Although such overly simplified characterizations are questioned by today’s experts, they show a fundamental difference between continental philosophy (German and French) on the one side and British, and later British-American, philosophy on the other.

The competition between rationalism and empiricism is in the end a battle between deduction and induction.

Pride comes before the fall

Deutsche Telekom – German Telecom – has had several stock offerings. Its first in 1996 was accompanied by a carefully orchestrated marketing campaign which was a huge success.

People who had never owned stocks flocked to the T-Aktie, to T-Shares. The Aktieneuphorie – stock market euphoria – in Germany lasted for several years.

The share price at the first offering was 28.50 DM (14.57 Euros), at the second 39.50 Euros, then 66.50 Euros. On March 6, 2000 the T-Aktie hit its highpoint of 103.50 Euros. 

From there it was all downhill. On September 30, 2002 it was at 8.42 Euros. At the beginning of 2015 it just about at 16 Euros.

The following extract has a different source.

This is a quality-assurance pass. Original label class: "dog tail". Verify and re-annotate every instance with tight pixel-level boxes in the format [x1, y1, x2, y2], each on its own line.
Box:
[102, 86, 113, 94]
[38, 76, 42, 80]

Shareholders sued Deutsche Telekom in 2008 in Frankfurt. Their claim was that Deutsche Telekom misinformed them about the true value of the company’s real estate holdings, as well as other incorrect statements in their financial statements.

Over 17,000 shareholders demanded roughly 80 million Euros in damages. The court case focused on whether the shareholders were sufficiently informed about the level of risk.

The marketing hype of the T-Aktie was criticized by the shareholders after the fact. “Such marketing campaigns are not appropriate for selling stocks. This isn’t laundry detergent, not toothpaste,” said Jürgen Kurz, head of the German Society for the Protection of Securities Holders. “People should buy stocks in companies, but they should be informed about the risk they are taking.”

The Süddeutsche Zeitung – one of Germany’s leading newspapers located in Munich – wrote at the end of 2014: “The T-Aktie is not just any old stock. It’s a symbol. It made Germans hungry to invest in stocks, and then killed that appetite for years to come. The investors felt cheated, tricked. Unrequited love. Today only half as many Germans hold stocks as in 2000.”

Avoid philosophical discussion

Americans do not engage in a discussion about the essence of a decision to be made. If a discussion does takes place about the decision in and of itself, however, it is strictly for the purpose of defining who and/or what is to be served by making a good decision.

Americans invest less time on identifying how a particular decision fits into the broader picture. Their approach to all decisions is primarily motived by pragmatism. Decisions lead to actions, which in turn lead to further decisions to be made. Americans avoid getting weighted down in what they view as over-analysis. Forward movement is of priority.

Personal Experience

Although Americans strive to be analytical, objective, scientific, what most persuades them is experience. For Americans experience is fact, real data, empirical, irrefutable. Theory, logic, rigorous analysis are seldom more convincing than hearing a person say: “I was there. I saw it with my own eyes” or “We tried the approach and it worked”.

Empiricism is the theory that all knowledge is derived from sense-experience. As a philosophy, it emerged with the rise of experimental science and was developed in the 17th and 18th centuries by thinkers such as John Locke, George Berkeley, and David Hume. The idiom “seeing is believing” signals the belief that people can only really believe what they experience personally.